Was it because of financial constraints on their part? No. Was it because of resource constraints on their end? No. Was it because they were going to develop something internally? Again, no.
Their reason for not proceeding with us came down to this very simple and scary fact: They had just completed an exam with their regulator and vendor management wasn’t covered during the fieldwork.
Their management had made a conscious decision that if the examiners aren’t looking at something they’re required to do they’re simply not going to do it; just like that.
First of all, does that logic freak you out anywhere nearly as much as it does me? Is this really how a financial institution being trusted with people’s money is conducting business? My first thought was “what else aren’t they doing because their examiner ran out of hours and never looked into it?”
I mean, there’s a reason why the FDIC and NCUA came up with a set of rules by which you’re supposed to comply if you’re a bank or credit union. These are things that are intended to protect the depositors who trust you with their money and personal information. I’ve yet to come across anything a banking client is required to do that I thought of as being “made work.” One of the simplest reasons I moved exclusively into the banking sector was because after several years of working on SOX projects I wanted to focus on something where the required activities actually made sense.

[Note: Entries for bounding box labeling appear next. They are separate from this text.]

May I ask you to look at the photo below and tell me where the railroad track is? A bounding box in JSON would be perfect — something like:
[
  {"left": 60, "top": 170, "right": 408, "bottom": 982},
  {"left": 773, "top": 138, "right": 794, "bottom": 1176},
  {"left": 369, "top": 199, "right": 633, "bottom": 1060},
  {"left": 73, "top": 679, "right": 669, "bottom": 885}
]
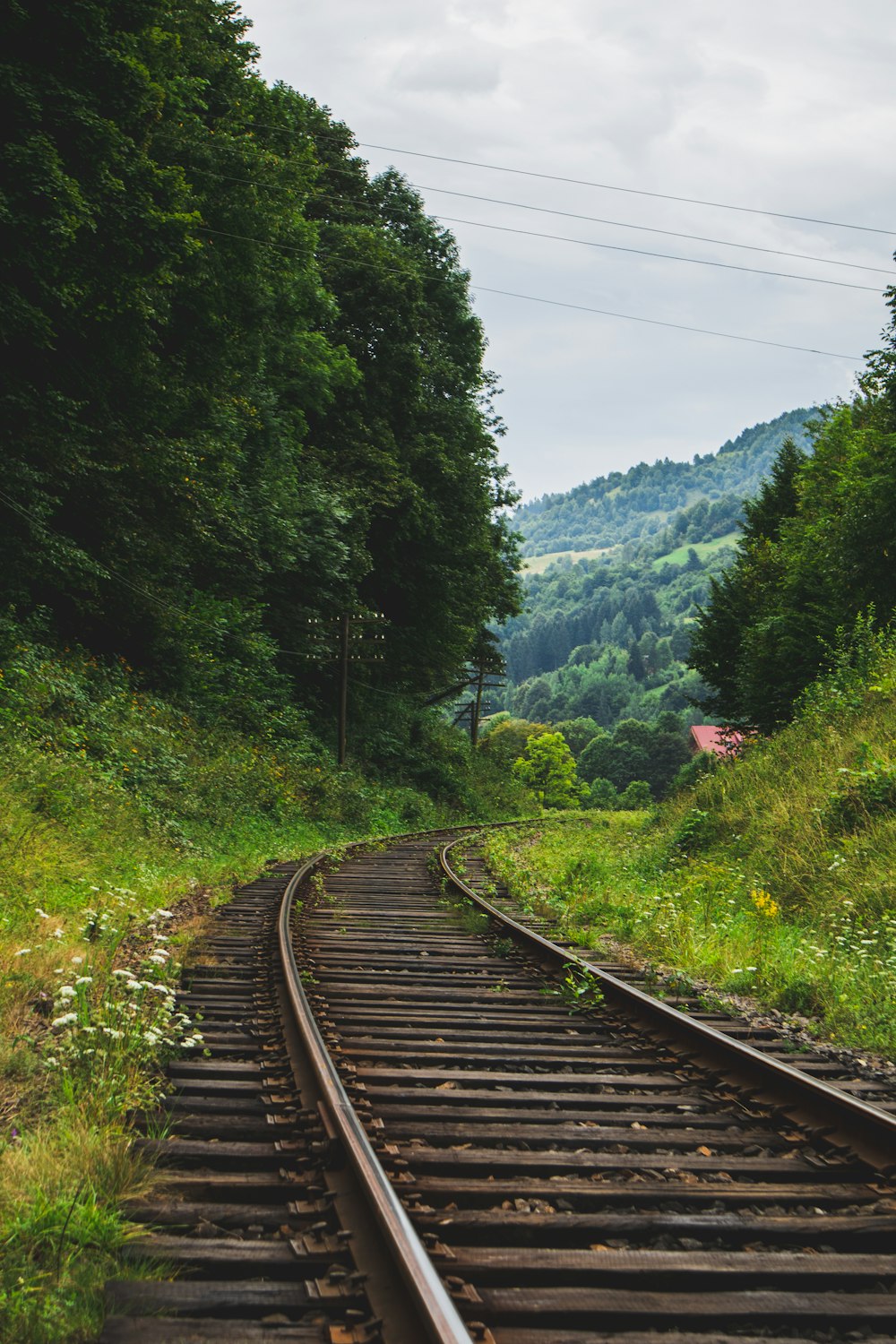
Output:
[{"left": 103, "top": 836, "right": 896, "bottom": 1344}]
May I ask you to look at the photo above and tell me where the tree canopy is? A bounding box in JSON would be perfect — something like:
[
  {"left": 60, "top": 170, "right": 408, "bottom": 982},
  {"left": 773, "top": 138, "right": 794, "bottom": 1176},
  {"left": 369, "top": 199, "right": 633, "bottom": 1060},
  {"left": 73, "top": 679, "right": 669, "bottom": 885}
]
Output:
[
  {"left": 0, "top": 0, "right": 519, "bottom": 737},
  {"left": 691, "top": 306, "right": 896, "bottom": 733}
]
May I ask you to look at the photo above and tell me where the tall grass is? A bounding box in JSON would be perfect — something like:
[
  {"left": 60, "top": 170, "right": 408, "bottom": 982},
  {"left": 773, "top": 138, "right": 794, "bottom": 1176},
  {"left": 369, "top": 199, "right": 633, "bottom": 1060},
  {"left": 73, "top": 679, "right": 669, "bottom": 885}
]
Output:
[
  {"left": 0, "top": 642, "right": 529, "bottom": 1344},
  {"left": 487, "top": 636, "right": 896, "bottom": 1058}
]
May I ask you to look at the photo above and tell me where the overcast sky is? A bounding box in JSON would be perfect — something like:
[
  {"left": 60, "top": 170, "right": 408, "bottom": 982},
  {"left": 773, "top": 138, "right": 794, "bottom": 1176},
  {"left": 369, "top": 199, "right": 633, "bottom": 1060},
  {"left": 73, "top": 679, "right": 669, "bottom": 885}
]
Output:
[{"left": 243, "top": 0, "right": 896, "bottom": 499}]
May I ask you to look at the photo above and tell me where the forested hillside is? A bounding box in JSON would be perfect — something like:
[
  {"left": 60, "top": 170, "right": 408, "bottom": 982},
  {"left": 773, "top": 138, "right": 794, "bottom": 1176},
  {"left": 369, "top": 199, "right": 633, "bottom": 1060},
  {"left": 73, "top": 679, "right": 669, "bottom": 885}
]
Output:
[
  {"left": 513, "top": 408, "right": 814, "bottom": 556},
  {"left": 691, "top": 347, "right": 896, "bottom": 731},
  {"left": 0, "top": 0, "right": 517, "bottom": 723},
  {"left": 501, "top": 547, "right": 714, "bottom": 728},
  {"left": 0, "top": 13, "right": 532, "bottom": 1344}
]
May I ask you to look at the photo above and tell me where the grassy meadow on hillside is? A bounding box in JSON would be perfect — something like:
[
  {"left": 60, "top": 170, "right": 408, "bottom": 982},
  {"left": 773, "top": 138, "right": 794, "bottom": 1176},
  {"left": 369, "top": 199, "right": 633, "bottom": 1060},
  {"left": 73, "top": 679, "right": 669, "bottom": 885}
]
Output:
[
  {"left": 485, "top": 636, "right": 896, "bottom": 1058},
  {"left": 0, "top": 644, "right": 522, "bottom": 1344}
]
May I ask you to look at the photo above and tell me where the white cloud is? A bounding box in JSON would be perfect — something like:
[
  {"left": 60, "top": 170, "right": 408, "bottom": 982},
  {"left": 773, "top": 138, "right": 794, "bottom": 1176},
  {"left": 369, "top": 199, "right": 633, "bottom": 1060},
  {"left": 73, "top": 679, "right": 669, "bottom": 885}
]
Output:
[{"left": 246, "top": 0, "right": 896, "bottom": 495}]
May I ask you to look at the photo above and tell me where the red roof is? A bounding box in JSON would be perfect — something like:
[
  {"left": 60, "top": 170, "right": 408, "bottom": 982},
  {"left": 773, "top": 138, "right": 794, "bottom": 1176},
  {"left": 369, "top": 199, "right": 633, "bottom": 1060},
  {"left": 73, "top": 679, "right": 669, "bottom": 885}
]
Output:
[{"left": 691, "top": 723, "right": 745, "bottom": 755}]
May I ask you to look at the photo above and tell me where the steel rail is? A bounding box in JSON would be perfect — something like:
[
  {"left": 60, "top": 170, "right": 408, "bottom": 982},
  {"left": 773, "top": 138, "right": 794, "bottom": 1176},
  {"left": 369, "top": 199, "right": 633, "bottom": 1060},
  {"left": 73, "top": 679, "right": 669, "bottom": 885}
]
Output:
[
  {"left": 278, "top": 855, "right": 470, "bottom": 1344},
  {"left": 439, "top": 836, "right": 896, "bottom": 1175}
]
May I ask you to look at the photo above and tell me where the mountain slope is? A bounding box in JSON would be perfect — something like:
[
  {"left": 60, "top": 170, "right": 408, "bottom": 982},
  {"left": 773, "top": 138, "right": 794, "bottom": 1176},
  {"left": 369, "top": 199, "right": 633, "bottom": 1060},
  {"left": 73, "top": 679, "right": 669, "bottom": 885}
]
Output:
[{"left": 513, "top": 408, "right": 814, "bottom": 556}]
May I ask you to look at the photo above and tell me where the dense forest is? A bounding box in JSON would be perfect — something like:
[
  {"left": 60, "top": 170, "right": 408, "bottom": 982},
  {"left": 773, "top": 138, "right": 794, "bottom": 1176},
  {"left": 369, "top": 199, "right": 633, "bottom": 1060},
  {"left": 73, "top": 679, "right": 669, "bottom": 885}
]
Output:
[
  {"left": 513, "top": 408, "right": 815, "bottom": 556},
  {"left": 0, "top": 0, "right": 517, "bottom": 758},
  {"left": 691, "top": 366, "right": 896, "bottom": 733}
]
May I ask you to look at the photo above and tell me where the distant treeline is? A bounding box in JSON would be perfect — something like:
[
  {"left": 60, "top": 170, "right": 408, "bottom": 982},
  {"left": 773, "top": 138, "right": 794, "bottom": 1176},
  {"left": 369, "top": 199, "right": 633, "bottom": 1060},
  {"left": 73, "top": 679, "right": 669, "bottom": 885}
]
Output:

I’m not naive, far from it as a matter of fact. I know that our clients activity is driven in large part by what they’re expecting their examiners to be most interested in during the next exam. But even though money will be spent accordingly, each client typically makes an attempt to address all of the key compliance requirements. For example, not everyone has the time or bandwidth to test their business continuity plan but they all make sure they have something in place and try to update it with some frequency. I can’t think of even one client who knew they had a deficiency in a key area and decided to leave it alone until the examiners made them do so. Quite frankly it’s a horrible strategy.
In an ideal world you have all of your required controls in place, functioning and routinely tested. However in the real world that’s not always possible. And so I advise my clients that they need to at least have a plan in place on how and when they’ll be in compliance; don’t ever let an examiner find a deficiency on their own, it’s just a bad, bad idea.
So I wonder what this one institution will have to say next year when their examiner rolls around again and they still don’t have a vendor management program in place. Because rest assured, if they avoided discussing it this year it’s not likely it will be missed the next time around (vendor management is about as hot a topic with the examiners as there is). I can only hope that they come to their senses along the way and realize there’s a reason these things are called “requirements.”